Watching a planet grow
Astronomers usually detect exoplanets based on irregularities in the glow of the parent star. Although more than 4,000 exoplanets have been cataloged to date, only 15 have been imaged directly by telescopes. Even in their best photos, the planets are just dots, simply because they are so far away and quite small. A new technique from the Hubble team is now expected to help image planets directly. The researchers have used it to catch a rare glimpse of a Jupiter-sized planet, still forming, that feeds on material surrounding a young star. They report it in the Astronomical Journal.
“We just don’t know very much about how giant planets grow,” says Brendan Bowler of the University of Texas at Austin. “This planetary system gives us the first opportunity to observe how material falls onto a planet. Our results open up a new area for this research.”
The giant exoplanet, designated PDS 70b, orbits the orange dwarf star PDS 70, which is already known to have two forming planets within a giant disk of dust and gas. The system is located 370 light-years from Earth in the constellation Centaurus.
“This system is so exciting because we can observe the formation of a planet,” says Yifan Zhou, also of the University of Texas at Austin. “This is the youngest planet Hubble has ever imaged directly.”
At a youthful five million years old, the planet is still gathering material and forming mass. Hubble’s sensitivity to ultraviolet (UV) light provides a unique view of radiation from extremely hot gas falling on the planet.
“Hubble’s observations have allowed us to estimate how quickly the planet is gaining mass,” Zhou added.

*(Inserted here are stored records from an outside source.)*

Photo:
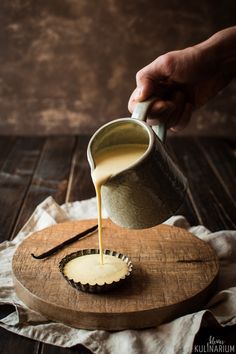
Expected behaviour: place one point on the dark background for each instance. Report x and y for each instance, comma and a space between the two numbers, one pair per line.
68, 66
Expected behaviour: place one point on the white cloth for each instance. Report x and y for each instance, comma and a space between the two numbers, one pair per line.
174, 337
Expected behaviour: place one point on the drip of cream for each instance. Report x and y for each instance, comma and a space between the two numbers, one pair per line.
87, 269
109, 162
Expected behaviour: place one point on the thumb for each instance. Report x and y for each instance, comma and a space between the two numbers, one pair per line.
145, 86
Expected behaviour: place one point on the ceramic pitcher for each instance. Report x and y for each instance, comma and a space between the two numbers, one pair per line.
149, 191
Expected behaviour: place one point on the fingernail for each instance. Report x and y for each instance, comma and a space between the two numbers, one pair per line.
138, 93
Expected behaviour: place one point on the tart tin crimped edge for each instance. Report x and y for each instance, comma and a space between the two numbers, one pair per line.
96, 288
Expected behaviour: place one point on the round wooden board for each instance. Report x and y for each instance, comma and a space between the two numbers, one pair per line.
174, 274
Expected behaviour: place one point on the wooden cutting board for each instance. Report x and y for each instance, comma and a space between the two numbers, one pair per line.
174, 274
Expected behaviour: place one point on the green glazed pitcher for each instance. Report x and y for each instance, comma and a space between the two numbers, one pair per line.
150, 190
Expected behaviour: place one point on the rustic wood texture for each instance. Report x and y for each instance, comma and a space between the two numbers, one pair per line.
174, 273
220, 159
68, 66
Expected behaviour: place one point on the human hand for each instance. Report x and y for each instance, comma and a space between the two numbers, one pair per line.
183, 81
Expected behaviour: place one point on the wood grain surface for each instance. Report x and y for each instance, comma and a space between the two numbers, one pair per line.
174, 273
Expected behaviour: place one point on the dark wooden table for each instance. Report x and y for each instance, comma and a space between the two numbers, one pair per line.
31, 169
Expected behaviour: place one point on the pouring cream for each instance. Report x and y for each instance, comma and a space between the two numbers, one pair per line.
109, 162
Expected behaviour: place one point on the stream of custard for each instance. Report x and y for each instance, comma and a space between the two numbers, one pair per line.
109, 162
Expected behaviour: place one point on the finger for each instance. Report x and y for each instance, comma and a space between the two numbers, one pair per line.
145, 85
168, 112
160, 112
184, 119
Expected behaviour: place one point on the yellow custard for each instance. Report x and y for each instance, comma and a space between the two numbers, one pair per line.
102, 268
88, 269
109, 162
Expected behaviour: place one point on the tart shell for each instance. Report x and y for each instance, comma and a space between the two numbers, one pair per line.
96, 288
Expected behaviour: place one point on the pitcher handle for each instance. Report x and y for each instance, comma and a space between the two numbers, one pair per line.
140, 112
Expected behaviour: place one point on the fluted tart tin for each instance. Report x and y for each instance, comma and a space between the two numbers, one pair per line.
95, 288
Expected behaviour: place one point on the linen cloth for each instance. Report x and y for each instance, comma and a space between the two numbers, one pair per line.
174, 337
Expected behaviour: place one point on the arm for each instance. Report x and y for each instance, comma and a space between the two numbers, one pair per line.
186, 79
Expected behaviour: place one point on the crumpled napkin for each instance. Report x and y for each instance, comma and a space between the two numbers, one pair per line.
174, 337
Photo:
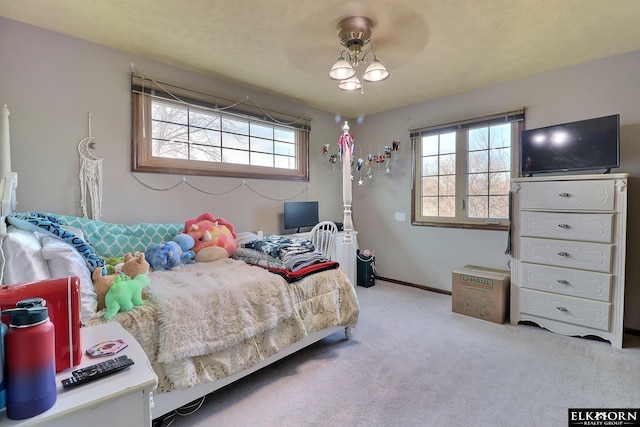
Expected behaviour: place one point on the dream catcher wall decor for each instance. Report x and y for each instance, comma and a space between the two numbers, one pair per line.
90, 177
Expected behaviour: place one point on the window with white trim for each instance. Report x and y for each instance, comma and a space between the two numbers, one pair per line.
192, 135
463, 171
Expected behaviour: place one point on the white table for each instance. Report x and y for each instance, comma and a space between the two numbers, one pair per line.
123, 398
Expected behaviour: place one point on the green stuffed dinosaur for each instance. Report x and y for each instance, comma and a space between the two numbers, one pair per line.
125, 293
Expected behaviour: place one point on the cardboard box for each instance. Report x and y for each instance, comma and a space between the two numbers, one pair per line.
481, 292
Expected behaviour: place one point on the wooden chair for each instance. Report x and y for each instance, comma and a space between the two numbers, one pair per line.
323, 237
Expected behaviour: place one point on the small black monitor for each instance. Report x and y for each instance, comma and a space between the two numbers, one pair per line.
300, 214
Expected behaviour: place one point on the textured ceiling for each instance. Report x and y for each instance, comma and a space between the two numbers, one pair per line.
432, 48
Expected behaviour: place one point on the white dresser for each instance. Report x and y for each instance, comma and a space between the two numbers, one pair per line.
568, 254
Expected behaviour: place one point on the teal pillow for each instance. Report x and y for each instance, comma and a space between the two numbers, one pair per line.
49, 224
115, 240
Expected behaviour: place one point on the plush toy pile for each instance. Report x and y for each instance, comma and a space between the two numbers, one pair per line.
132, 266
125, 293
214, 238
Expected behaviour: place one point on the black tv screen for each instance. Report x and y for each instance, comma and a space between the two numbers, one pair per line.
587, 144
300, 214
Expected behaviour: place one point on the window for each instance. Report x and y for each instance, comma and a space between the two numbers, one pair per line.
187, 135
463, 171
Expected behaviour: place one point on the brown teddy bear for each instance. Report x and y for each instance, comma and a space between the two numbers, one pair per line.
133, 265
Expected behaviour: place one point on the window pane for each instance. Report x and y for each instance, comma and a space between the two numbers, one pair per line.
285, 135
430, 206
168, 149
430, 186
448, 143
285, 148
170, 131
203, 119
260, 159
230, 140
500, 159
430, 145
234, 125
429, 166
261, 131
205, 153
478, 161
235, 156
447, 185
499, 207
499, 183
262, 145
478, 184
478, 139
285, 162
447, 207
447, 164
478, 207
501, 136
204, 136
164, 112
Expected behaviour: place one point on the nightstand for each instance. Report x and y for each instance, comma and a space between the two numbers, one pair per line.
123, 398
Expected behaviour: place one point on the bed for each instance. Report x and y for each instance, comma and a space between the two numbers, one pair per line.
204, 325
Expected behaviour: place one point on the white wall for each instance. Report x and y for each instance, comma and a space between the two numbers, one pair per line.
427, 255
51, 82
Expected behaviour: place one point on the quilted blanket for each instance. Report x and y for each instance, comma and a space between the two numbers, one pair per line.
231, 302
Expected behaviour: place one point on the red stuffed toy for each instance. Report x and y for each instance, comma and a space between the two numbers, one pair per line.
208, 231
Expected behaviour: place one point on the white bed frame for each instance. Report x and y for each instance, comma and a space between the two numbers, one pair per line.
165, 403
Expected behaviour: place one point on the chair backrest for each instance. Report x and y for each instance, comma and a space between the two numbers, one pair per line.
323, 237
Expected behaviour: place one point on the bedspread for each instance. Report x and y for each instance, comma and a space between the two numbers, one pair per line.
318, 301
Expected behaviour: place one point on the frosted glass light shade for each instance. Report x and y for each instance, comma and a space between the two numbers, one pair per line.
350, 84
341, 70
375, 72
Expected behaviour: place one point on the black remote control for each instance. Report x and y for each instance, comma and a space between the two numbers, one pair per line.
99, 370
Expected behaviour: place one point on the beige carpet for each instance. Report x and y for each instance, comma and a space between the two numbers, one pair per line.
412, 362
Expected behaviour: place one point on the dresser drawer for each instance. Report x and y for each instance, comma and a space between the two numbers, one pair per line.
565, 253
568, 195
570, 226
577, 311
577, 283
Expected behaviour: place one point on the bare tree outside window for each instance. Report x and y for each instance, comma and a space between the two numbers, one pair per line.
463, 172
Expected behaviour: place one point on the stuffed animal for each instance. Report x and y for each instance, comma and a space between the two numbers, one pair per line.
207, 232
132, 266
125, 293
164, 256
186, 242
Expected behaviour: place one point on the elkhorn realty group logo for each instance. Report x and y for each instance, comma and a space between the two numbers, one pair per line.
604, 417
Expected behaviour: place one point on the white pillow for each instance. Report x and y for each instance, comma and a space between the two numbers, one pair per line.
23, 260
65, 261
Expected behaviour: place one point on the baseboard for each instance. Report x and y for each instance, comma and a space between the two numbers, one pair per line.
632, 331
413, 285
629, 331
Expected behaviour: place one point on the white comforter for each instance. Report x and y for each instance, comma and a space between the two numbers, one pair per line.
211, 320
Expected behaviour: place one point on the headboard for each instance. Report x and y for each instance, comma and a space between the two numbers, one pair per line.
8, 179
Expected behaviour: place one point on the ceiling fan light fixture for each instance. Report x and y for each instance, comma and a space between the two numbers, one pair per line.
354, 33
341, 70
376, 72
350, 84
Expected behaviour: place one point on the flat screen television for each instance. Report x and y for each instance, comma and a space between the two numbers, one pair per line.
586, 144
300, 214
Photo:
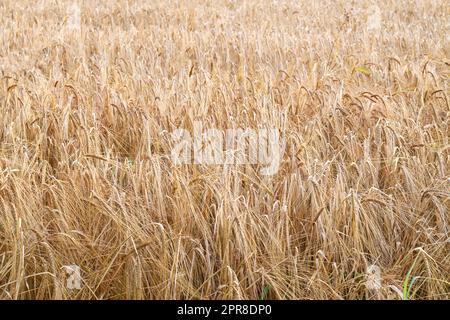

The UV observations, which add to the body of research on this planet, allowed the team to directly measure the planet’s mass gain rate for the first time. The remote world has already grown to five times the mass of Jupiter over a period of about five million years. In the meantime, however, the accretion rate has shrunk to the point that, if the rate remains the same, the planet will increase by only about one-hundredth of a Jupiter’s mass in another million years.
Zhou and Bowler emphasize, however, that these observations are a snapshot. More data are needed to determine with certainty whether the rate at which the planet is gaining mass is increasing or decreasing. “Our measurements suggest that the planet is at the end of its formation process.”
The youthful PDS 70 system is filled with a primordial disk of gas and dust that provides the fuel for planetary growth throughout the system. The planet PDS 70b is surrounded by its own gas and dust disk, which siphons material from the much larger circumstellar disk. The researchers suspect that magnetic field lines extend from the circumstellar disk into the exoplanet’s atmosphere, funneling material onto the planet’s surface.
A particular challenge for the team was blocking out the bright parent star. PDS 70b orbits the planet at about the same distance as Uranus orbits the Sun. But its star is more than 3,000 times brighter than the planet at UV wavelengths.